The United States and China are accusing each other of ‘bullying’ in the South China Sea. The epithet is being thrown around rather loosely. But there is some truth to these mutual accusations.
Bullying is the practice of influencing another party to do something it does not want to do by using threats or actual force. Synonyms include coercion and intimidation. All states have a legal duty to ‘refrain in their international relations from military, political, economic or any other form of coercion aimed against the political independence or territorial integrity of any State’. Coercion rising to a threat to use force against the territorial or peace and security of any state would be a direct violation of the UN Charter.
On 21 July 2019, the US State Department released a statement accusing China of bullying some Southeast Asian countries and threatening regional energy security by blocking their access to ‘unexploited hydrocarbon resources’. China has also been undertaking marine scientific research in Vietnam’s legitimate Exclusive Economic Zone (EEZ) in spite of Vietnam’s protests.
According to US State Department spokesperson Morgan Ortagus, the actions of the survey vessel are ‘an escalation by Beijing in its efforts to intimidate other claimants out of developing resources in the South China Sea’. Having coast guard and purported ‘maritime militia’ vessels accompany the government research ship gives the impression that China is using threats of use of force to back up its illegal incursion. Australia’s Prime Minister Scott Morrison joined the chorus, urging China’s neighbours to resist ‘coercion’.
China has a history of intimidating both states and their contracted international oil companies to cease operations in areas that fall within its discredited nine-dash line. Both Vietnam and the Philippines have accused China of interfering with petroleum exploration in their EEZs.
These incidents are also being considered in the context of China’s other recent aggressive behaviour — like its seizure of Scarborough Shoal and its massing of fishing boats near contested features occupied by the Philippines.
If there were any doubt that China has threatened to use force in its maritime disputes, in May 2017 President Rodrigo Duterte of the Philippines claimed that China had threatened war if the Philippines tried to implement its arbitration victory against China by drilling for oil in areas claimed by China.

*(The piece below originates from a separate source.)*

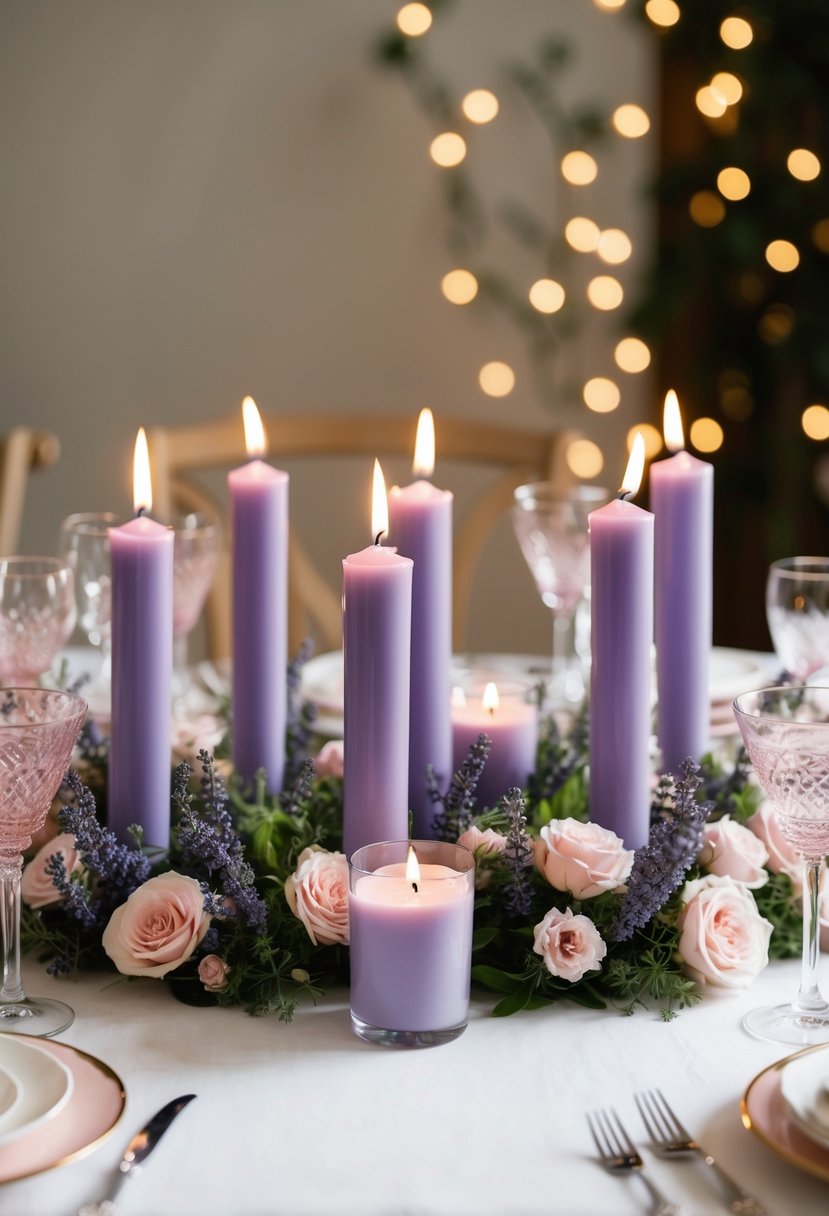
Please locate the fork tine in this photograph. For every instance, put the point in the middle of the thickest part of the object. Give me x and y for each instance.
(667, 1113)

It would appear that China has engaged in bullying. What about the United States?
On 29 August, after the most recent US freedom of navigation operation (FONOP), China accused the United States of bullying and ‘asserting maritime hegemony’. US FONOPs challenge China’s territorial and jurisdictional claims with warships and war planes — they are often referred to by critics as ‘gunboat diplomacy’. Given that US FONOPs have been directed against the claims of almost all South China Sea coastal countries, this perception is not confined to China.
In March 2018, the USS Carl Vinson strike force was deployed to the South China Sea. Its mission included demonstration of ‘freedom of navigation’ presumably in the face of perceived threats. In other words, one intention was to convince China not to interfere with the free navigation of warships and to rescind Chinese claims that the United States considers inconsistent with the UN Convention on the Law of the Sea (UNCLOS).

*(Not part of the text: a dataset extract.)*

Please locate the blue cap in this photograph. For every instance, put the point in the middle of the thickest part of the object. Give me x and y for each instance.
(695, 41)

Was this deployment of one of the most powerful symbols of US military power with the intent of making China change its policy an example of a threat that violates the UN Charter? It is hard to know definitively — the United States has not ratified UNCLOS and cannot be brought before or avail itself of its dispute settlement mechanisms. That may be one reason why it uses gunboat diplomacy instead.
No country should acquiesce to jurisdictional claims that it considers disadvantageous or illegal. But non-acquiescence can effectively be demonstrated by written statements and diplomatic communication instead of gunboats. The diplomatic option seems to be sufficient for other nations, including maritime powers whose rights the United States claims to be protecting.

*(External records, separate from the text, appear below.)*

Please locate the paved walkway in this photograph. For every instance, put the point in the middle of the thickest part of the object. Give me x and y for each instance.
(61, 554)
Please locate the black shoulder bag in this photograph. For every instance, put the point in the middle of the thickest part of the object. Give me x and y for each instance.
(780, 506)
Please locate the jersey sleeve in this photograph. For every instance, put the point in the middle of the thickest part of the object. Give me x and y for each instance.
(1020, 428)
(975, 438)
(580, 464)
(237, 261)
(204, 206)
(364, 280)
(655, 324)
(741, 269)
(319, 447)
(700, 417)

So both China and the United States are bullying smaller Southeast Asian countries. The United States is also bullying China — at least in China’s eyes. This spate of bullying is part and parcel of the US–China struggle for military, economic and political dominance in the region. But as Singapore’s Defence Minister Ng Eng Hen observes, ‘the challenge for the United States and China is to offer acceptance of their dominance beyond military might. If their policies are lopsided against other countries’ interests, these countries will seek other partners’. Malaysia, Indonesia and the Philippines have also expressed concern with US projection of power and other unwelcome actions in the region.
Yet bullying is part of the history of international relations.
As Thucydides supposedly put it, ‘the strong do what they can; the weak suffer what they must’. Bullying begets bullying and it will continue despite international law and pontifications and promises to the contrary. Meanwhile, for China and the United States it seems wise to heed the advice that ‘those who live in glass houses should not throw stones’.